Patrice Bechard


2026

Workflows are a fundamental component of automation in enterprise platforms, enabling the orchestration of tasks, data processing, and system integrations. Despite being widely used, building workflows can be complex, often requiring manual configuration through low-code platforms or visual programming tools. To simplify this process, we explore the use of generative foundation models, particularly vision-language models (VLMs), to automatically generate structured workflows from visual inputs. Translating hand-drawn sketches or computer-generated diagrams into executable workflows is challenging due to the ambiguity of free-form drawings, variations in diagram styles, and the difficulty of inferring execution logic from visual elements. To address this, we introduce StarFlow, a framework for generating structured workflow outputs from sketches using vision-language models. We curate a diverse dataset of workflow diagrams – including synthetic, manually annotated, and real-world samples – to enable robust training and evaluation. We finetune and benchmark multiple vision-language models, conducting a series of ablation studies to analyze the strengths and limitations of our approach. Our results show that finetuning significantly enhances structured workflow generation, outperforming large vision-language models on this task.

2025

Retrieval-augmented generation has proven practical when models require specialized knowledge or access to the latest data. However, existing methods for multimodal document retrieval often replicate techniques developed for text-only retrieval, whether in how they encode documents, define training objectives, or compute similarity scores.
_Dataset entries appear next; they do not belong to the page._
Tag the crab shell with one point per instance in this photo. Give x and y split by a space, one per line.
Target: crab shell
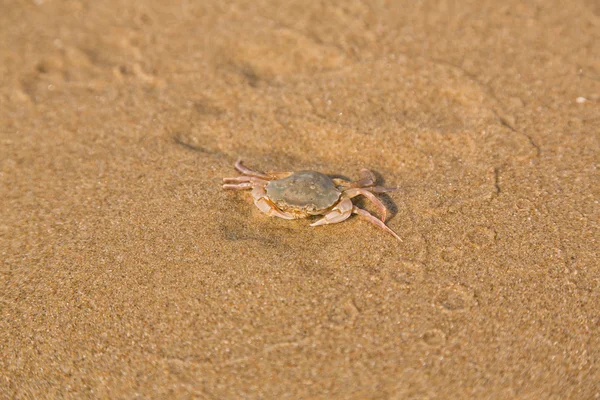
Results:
304 193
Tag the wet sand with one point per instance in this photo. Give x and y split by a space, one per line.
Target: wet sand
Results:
126 271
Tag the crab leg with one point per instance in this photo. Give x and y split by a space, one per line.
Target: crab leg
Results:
350 193
244 179
247 171
339 213
239 186
365 214
265 205
381 189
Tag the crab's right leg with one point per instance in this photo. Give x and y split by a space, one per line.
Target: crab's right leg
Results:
339 213
247 171
267 206
366 215
242 182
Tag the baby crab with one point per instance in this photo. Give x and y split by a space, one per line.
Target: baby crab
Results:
292 195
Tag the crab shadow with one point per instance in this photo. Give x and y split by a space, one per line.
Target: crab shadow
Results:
384 197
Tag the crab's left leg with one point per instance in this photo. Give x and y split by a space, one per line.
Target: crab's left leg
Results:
339 213
267 206
366 215
239 186
365 192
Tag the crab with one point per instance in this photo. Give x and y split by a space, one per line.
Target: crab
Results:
294 195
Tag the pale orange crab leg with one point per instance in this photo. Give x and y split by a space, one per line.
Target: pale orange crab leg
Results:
339 213
265 205
239 186
350 193
365 214
247 171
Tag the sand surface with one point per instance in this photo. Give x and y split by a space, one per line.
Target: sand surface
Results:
126 271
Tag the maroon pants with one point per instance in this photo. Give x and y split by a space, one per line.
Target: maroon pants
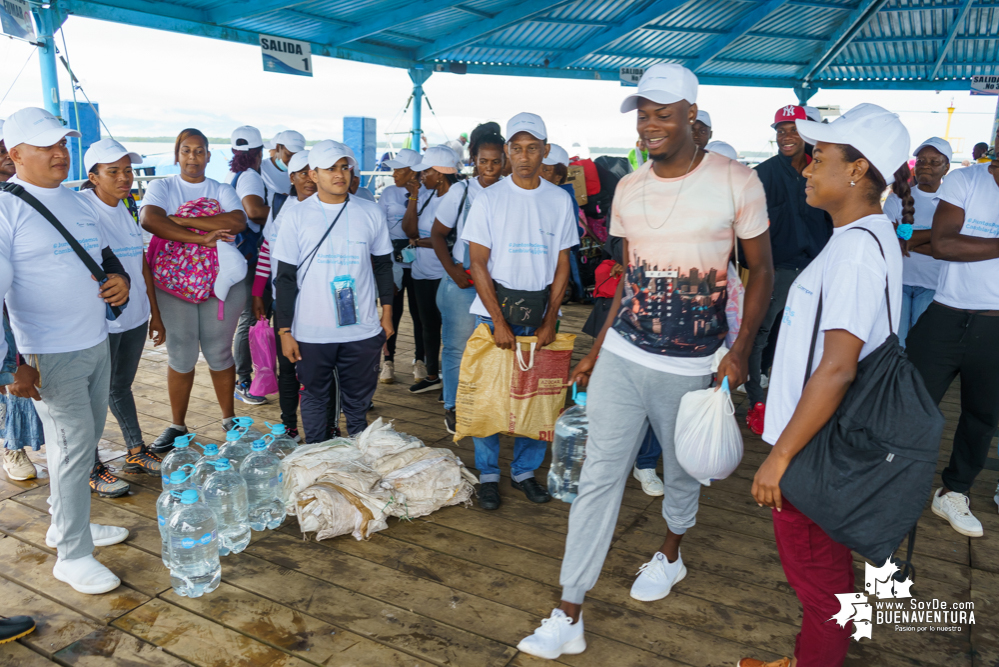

To address these limitations, we present ColMate, a document retrieval model that bridges the gap between multimodal representation learning and document retrieval. ColMate utilizes a novel OCR-based pretraining objective, a self-supervised masked contrastive learning objective, and a late interaction scoring mechanism more relevant to multimodal document structures and visual characteristics. ColMate obtains 3.61% improvements over existing retrieval models on the ViDoRe V2 benchmark, demonstrating stronger generalization to out-of-domain benchmarks.

2024

A current limitation of Generative AI (GenAI) is its propensity to hallucinate. While Large Language Models (LLM) have taken the world by storm, without eliminating or at least reducing hallucination, real-world GenAI systems will likely continue to face challenges in user adoption. In the process of deploying an enterprise application that produces workflows from natural language requirements, we devised a system leveraging Retrieval-Augmented Generation (RAG) to improve the quality of the structured output that represents such workflows. Thanks to our implementation of RAG, our proposed system significantly reduces hallucination and allows the generalization of our LLM to out-of-domain settings. In addition, we show that using a small, well-trained retriever can reduce the size of the accompanying LLM at no loss in performance, thereby making deployments of LLM-based systems less resource-intensive.